Important features and concepts
Logging and monitoring
AWS Glue has several logging and monitoring
options. By default, AWS Glue sends logs to the aws-glue
log group in
Amazon CloudWatch. These logs include information such as start and end time, configuration
settings, and any errors or warnings that might have occurred.
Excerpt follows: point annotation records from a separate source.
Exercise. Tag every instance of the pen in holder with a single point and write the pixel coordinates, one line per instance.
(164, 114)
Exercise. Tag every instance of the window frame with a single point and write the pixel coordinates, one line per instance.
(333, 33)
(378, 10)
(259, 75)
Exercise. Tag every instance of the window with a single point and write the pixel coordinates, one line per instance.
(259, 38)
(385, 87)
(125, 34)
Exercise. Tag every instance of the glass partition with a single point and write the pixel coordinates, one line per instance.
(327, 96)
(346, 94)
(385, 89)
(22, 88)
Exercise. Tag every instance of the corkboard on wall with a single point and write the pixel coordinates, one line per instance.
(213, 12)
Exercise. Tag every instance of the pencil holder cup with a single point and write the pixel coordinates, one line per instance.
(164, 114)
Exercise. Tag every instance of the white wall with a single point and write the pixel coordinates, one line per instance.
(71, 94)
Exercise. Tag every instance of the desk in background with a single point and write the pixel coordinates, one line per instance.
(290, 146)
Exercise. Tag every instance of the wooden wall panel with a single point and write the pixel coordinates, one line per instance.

Additionally, AWS Glue Spark ETL jobs provide the following options, which must be enabled for advanced monitoring:
-
Job metrics report job-specific metrics to the AWS Glue namespace in CloudWatch every 30 seconds. These job-specific metrics, such as processed records, total input/output data size, and runtime, provide insights into a job’s performance. They can help identify bottlenecks or opportunities to optimize configurations.
-
Continuous logging streams real-time Apache Spark job logs to the
/aws-glue/jobs/logs-v2
log group in CloudWatch. By using real-time logs, you can dynamically monitor AWS Glue jobs while they are running. -
Spark UI provides a Spark history server web interface for viewing information about the Spark job, such as the event timeline of each stage, a directed acyclic graph, and job environment variables. The persisted Spark UI event logs are stored in Amazon S3, and you can use them in real time or after the job is complete.
-
Job run insights simplifies job debugging and optimization by listening for common Spark exceptions, performing root cause analysis, and providing recommended actions to fix issues. The insights are stored in CloudWatch.
Automation
AWS Glue provides two main ways for you to automate ETL jobs: triggers and workflows.
AWS Glue triggers
When fired, AWS Glue triggers start specified jobs and crawlers. A trigger can be fired on demand, based on a predefined schedule, or based on specific events. You can use triggers to design a chain of dependent jobs and crawlers. For more information, see AWS Glue triggers.
AWS Glue workflows
For more complex workloads, you can use AWS Glue workflows to create directed acyclic graphs and to build dependencies between separate AWS Glue entities (triggers, crawlers, and jobs). Workflows also provide a unified interface where you can share parameters, monitor progress, and troubleshoot issues across associated entities.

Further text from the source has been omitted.